Horsemanship Through Life by Mark Rashid

Horsemanship Through Life by Mark Rashid

Author:Mark Rashid
Language: nld
Format: epub
Publisher: Skyhorse
Published: 2012-07-14T16:00:00+00:00


Chapter 9

Awareness

It was part of my morning routine. I took three scoops of oats out of the big bin and placed one in each of the feed boxes in the first three tie stalls. Then I went to the back door of the barn and opened the top of the big Dutch door to see the three old horses patiently waiting there for their breakfast.

These three horses were the geriatric members of the old man's herd, two geldings and one mare, and for the most part their days were spent just grazing in the back pasture. Every morning, however, they made their way up to the barn and stood by the back door. I swung the bottom half of the Dutch door open, and they quietly filed in. First the gelding named Bullet, then the mare, Abby, and finally the other old gelding, Sox.

They entered in single file and went directly to their stalls, Bullet in the left stall, Abby in the middle, and Sox on the right. Once they were in and eating, I went into each stall and put their halters on. Each halter was attached to a clip in the stall by a short lead rope. Once they were all in their stalls, haltered up and eating, I went about the rest of my morning chores.

One morning I had arrived at the barn before the old man and was about ten minutes into my morning routine, when he pulled up in his old truck. I happened to be walking past the front of the barn, so I waited as he climbed out and came over.

“Everything all right today?” he asked, lighting probably his twentieth cigarette of the day.

“Yup,” I replied. “Just finishing up with the feeding.”

He nodded and turned for the tack room.

“That mare is finished up with her oats, there in the barn,” he said nonchalantly. “You should probably turn her out before she causes a ruckus with them geldings.”

Now, when the old man pulled into the yard that morning, he stopped his truck nearly thirty feet from the barn where those old horses were eating. He hadn't gone into the barn, and he couldn't see into it either. Yet, somehow he knew one of the horses inside the barn had finished eating. Not only that, but he knew exactly which one. It was almost as if he had x-ray vision.

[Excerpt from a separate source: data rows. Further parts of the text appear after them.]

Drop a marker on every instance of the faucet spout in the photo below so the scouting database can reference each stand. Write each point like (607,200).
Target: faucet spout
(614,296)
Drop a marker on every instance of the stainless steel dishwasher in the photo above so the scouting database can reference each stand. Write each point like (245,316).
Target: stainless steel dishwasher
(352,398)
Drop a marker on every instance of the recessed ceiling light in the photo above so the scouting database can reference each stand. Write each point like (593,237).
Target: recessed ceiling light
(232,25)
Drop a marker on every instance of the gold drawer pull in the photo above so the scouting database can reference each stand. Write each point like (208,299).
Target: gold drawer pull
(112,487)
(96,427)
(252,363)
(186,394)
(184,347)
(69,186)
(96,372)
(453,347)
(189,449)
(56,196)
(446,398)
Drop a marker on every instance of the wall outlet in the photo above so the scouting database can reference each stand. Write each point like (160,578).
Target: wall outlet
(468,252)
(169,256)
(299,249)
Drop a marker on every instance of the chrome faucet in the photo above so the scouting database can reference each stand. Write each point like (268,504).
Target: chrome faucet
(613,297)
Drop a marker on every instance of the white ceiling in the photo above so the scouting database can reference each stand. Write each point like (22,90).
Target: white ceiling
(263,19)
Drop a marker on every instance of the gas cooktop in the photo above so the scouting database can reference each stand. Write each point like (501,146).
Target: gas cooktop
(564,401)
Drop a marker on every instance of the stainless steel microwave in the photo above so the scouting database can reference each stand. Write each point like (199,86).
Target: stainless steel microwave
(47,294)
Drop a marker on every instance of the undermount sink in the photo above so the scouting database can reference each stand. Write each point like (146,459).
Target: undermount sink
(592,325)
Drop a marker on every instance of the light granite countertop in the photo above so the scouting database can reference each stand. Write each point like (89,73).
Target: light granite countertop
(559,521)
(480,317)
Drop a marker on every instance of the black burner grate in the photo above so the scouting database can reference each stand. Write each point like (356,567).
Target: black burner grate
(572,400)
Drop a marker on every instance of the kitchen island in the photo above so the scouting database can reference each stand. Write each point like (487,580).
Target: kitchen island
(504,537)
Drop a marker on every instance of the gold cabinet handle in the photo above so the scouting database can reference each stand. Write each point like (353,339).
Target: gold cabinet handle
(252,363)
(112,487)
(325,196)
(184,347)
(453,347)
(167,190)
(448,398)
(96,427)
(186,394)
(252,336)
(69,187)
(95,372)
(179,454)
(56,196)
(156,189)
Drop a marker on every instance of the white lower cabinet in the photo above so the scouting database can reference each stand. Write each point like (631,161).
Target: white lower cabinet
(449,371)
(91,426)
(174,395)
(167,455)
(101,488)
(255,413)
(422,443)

I went back into the barn, and sure enough, Abby had finished her oats and was trying to get her head into the other two stalls in hopes of stealing a little grain from the geldings. It was a little spooky the way the old man was able to do things like that. Over and over again, he would surprise me by somehow knowing about something that was happening, even when it seemed unlikely that he could have seen or heard it.

The more I thought about what he'd done that morning, the more it bugged me. Unable to stand it any longer, along about noon I approached him and asked him how he knew that the old mare had finished eating.